フラクタル次元解析を用いた4Row Multislice Spiral CTにおけるZ方向のデータ乗換えの複雑性評価

Abstract

Image reconstruction in multislice spiral/helical computed tomography (MSCT) consists of a package of data on the arbitrary direction of the Z-axis that can be collected by active detector arrays. Thus the recombined data vary with each spiral pitch. In certain cases of spiral pitch, data compression can occur, and the spiral artifacts that are characteristic of MSCT would change. In our study, we evaluated image complications by fractal dimensions, because the geometrical patterns from a conic phantom are closely related to data transfer in the direction of the Z-axis in spiral pitches. We hoped to establish useful spiral pitches and slice collimation for clinical use in a 4-row MSCT scanner. By employing a conic phantom of 120 mm in diameter and a cone angle of 100 degrees, we measured the fractal dimension of the conic phantom image by making a binary to outline from 2.0 to 8.0 of various slice collimations. Moreover, in order to evaluate the correlation between fractal dimensions and image artifacts, we confirmed the influence of spiral pitch and reconstruction slice thickness for clinical use. We found that, when the reconstruction slice thickness was the same, the cross section of the conic phantom that was from thin-slice collimations was more similar to an actual circle than that of wide-slice collimations. The former deserved a low value and showed slight changes, and, therefore, its fractal dimensions were fixed.

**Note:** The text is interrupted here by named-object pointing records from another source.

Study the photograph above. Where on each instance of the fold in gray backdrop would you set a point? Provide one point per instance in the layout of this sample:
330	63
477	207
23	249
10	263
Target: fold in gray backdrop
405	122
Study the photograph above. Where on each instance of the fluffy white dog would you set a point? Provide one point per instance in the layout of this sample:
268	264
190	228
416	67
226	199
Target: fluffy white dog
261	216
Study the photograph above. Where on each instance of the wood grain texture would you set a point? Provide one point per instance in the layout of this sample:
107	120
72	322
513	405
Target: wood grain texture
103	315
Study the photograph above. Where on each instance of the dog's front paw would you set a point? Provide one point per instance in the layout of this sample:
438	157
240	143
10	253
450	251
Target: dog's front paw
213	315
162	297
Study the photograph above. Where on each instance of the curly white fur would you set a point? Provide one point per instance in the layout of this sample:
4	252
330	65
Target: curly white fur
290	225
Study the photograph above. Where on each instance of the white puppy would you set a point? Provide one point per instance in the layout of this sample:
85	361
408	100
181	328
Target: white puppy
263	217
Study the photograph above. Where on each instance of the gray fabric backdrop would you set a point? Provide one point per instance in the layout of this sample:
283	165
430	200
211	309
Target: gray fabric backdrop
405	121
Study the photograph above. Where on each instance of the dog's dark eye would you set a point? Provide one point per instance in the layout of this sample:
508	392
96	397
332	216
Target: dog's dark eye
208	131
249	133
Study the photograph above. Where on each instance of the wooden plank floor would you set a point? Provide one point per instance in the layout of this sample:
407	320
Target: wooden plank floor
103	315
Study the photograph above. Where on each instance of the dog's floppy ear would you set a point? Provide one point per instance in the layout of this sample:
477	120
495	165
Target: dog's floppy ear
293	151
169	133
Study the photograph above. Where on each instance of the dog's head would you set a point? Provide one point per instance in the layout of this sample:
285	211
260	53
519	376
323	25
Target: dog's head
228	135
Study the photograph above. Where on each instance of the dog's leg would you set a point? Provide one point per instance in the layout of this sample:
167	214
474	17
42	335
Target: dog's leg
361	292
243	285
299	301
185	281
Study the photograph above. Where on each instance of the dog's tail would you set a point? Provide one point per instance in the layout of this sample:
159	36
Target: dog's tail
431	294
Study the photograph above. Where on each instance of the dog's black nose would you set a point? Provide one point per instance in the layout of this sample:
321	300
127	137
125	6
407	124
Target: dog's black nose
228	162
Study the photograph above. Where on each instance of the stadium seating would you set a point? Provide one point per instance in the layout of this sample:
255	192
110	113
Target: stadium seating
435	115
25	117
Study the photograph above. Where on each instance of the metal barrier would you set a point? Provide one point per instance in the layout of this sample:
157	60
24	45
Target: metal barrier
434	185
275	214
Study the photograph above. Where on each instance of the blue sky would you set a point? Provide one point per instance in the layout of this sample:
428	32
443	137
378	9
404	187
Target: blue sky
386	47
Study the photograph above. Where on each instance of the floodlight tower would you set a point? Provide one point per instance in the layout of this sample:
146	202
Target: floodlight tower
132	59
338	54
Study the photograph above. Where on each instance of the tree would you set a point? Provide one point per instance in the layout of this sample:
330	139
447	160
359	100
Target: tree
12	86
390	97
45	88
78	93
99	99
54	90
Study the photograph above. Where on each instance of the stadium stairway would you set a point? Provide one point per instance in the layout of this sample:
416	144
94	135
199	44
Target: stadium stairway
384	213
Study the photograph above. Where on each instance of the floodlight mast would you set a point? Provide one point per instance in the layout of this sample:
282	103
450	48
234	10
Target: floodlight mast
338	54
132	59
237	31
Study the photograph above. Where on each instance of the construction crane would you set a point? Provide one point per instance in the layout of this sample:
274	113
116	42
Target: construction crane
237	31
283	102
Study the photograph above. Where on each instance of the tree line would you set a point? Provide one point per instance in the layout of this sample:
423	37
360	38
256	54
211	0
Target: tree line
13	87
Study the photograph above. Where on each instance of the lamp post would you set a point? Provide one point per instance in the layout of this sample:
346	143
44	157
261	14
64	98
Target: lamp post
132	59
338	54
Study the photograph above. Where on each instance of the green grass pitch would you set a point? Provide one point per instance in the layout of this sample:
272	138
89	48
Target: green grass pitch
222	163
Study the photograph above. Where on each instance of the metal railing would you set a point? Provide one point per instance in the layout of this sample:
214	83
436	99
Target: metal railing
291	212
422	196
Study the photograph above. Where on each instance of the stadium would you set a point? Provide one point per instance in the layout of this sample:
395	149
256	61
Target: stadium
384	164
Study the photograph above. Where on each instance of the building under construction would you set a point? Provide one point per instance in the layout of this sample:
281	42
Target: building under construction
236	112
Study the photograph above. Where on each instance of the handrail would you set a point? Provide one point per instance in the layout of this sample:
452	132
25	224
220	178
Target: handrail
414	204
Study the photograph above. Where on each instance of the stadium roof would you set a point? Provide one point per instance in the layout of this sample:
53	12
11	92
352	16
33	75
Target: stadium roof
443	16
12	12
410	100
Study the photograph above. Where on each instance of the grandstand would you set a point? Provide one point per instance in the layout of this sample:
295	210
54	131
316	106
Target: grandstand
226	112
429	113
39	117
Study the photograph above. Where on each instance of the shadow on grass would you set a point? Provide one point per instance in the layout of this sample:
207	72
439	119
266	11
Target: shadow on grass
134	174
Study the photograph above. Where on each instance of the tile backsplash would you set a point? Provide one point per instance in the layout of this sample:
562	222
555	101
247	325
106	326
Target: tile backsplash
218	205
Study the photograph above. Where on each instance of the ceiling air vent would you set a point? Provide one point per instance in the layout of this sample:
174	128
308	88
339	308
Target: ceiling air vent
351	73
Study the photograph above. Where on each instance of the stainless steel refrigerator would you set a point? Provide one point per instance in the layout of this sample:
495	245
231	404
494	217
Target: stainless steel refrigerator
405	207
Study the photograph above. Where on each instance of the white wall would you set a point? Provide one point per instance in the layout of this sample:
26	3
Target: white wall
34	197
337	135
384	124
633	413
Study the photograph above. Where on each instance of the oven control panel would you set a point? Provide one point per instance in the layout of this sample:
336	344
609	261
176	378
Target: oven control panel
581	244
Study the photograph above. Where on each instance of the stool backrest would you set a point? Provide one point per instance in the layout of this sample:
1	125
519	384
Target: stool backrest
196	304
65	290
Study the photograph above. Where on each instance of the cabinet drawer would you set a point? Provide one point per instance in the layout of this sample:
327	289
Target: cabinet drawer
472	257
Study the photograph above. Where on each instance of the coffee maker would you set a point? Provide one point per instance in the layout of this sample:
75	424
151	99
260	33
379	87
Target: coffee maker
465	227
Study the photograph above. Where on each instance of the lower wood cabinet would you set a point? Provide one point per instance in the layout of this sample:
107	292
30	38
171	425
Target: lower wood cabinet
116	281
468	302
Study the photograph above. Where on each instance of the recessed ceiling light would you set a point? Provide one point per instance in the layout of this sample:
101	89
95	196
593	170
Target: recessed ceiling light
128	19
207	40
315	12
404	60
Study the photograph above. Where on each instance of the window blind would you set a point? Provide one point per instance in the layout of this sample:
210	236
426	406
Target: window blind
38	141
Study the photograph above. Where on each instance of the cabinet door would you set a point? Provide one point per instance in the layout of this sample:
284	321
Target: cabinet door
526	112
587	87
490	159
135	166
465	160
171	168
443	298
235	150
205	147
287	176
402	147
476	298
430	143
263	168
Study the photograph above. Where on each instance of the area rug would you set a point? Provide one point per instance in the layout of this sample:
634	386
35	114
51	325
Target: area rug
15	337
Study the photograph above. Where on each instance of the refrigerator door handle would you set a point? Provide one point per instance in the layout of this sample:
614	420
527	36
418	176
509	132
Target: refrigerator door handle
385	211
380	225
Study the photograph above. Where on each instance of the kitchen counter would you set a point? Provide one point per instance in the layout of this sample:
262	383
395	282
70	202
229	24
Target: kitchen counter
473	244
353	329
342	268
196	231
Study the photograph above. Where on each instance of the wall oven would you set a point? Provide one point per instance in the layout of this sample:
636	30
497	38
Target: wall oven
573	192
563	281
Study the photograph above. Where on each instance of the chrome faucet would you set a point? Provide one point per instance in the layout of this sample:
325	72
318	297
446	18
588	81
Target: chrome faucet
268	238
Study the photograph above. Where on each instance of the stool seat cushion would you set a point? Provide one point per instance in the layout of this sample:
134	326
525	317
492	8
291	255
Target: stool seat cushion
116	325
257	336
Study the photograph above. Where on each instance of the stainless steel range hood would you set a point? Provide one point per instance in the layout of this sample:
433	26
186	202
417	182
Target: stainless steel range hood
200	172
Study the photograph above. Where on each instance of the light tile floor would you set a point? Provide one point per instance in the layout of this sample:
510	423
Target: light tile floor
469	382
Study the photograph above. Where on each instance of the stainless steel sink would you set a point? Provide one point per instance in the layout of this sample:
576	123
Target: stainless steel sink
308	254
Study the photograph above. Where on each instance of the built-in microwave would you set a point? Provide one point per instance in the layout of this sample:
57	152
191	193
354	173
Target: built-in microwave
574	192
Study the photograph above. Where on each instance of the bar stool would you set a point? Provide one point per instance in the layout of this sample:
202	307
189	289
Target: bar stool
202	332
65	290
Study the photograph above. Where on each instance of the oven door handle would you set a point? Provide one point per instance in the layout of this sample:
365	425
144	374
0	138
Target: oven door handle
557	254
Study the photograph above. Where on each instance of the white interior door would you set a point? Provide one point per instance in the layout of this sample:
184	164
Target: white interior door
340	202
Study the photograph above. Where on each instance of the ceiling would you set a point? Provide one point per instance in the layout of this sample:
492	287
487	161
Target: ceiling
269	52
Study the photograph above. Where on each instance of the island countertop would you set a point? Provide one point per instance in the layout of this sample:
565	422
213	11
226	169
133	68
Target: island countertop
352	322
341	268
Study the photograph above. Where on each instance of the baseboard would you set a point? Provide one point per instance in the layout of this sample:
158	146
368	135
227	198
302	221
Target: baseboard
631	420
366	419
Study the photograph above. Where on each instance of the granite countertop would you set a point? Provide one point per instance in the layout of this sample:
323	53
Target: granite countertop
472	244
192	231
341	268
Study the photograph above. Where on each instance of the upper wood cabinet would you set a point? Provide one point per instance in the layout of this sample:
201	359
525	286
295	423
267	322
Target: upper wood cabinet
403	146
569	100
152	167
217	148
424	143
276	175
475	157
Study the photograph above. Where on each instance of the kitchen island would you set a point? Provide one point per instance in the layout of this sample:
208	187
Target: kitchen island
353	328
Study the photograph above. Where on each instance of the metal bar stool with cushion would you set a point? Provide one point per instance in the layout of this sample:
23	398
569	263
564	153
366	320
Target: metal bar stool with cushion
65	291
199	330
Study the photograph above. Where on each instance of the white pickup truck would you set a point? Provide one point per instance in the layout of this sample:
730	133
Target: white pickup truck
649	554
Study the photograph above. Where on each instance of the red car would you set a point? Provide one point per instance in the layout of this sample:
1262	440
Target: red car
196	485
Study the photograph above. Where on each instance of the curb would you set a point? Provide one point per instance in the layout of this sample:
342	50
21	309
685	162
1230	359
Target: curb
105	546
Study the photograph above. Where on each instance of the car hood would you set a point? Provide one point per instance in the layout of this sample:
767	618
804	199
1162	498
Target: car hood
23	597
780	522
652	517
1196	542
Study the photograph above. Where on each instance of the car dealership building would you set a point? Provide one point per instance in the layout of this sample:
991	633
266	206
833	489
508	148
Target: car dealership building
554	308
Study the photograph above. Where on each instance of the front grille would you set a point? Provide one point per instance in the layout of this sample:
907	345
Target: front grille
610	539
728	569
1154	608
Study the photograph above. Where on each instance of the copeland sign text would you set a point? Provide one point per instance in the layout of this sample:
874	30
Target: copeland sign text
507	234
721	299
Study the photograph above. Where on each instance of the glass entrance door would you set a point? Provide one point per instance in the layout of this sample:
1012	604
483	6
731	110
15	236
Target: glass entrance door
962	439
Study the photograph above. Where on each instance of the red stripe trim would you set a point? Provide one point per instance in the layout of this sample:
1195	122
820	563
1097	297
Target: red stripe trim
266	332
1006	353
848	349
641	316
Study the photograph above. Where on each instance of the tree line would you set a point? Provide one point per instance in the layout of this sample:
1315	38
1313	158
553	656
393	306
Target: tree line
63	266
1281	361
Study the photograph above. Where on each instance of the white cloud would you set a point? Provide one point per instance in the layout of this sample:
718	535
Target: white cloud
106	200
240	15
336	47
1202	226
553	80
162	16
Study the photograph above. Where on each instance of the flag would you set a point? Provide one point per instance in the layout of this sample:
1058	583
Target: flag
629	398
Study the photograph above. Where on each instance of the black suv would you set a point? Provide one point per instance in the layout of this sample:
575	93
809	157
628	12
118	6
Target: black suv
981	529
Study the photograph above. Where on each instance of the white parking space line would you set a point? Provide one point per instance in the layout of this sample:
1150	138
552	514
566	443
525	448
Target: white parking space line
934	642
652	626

As a phenomenon worthy of attention, when we employed wide-slice collimations (4x5.0 mm) during peculiar low spiral pitches of 2.5 to 3.0 fractal dimensions remained low and similar to an actual circle. By these analyses of the influence of data transfer in the direction of the Z-axis, we found that spiral pitch influenced the rate of slice collimation used for data acquisition closely to the reconstruction slice thickness. Based on these findings, when slice collimations and reconstruction slice thickness should be made equal, we estimated that spiral pitches of low image artifacts in 4row MSCT ranged from 2.5 to 3.0 using fractal dimensions. We consider that a new adaptation of fractal dimension analysis is possible when it is used as an index in determining protocols.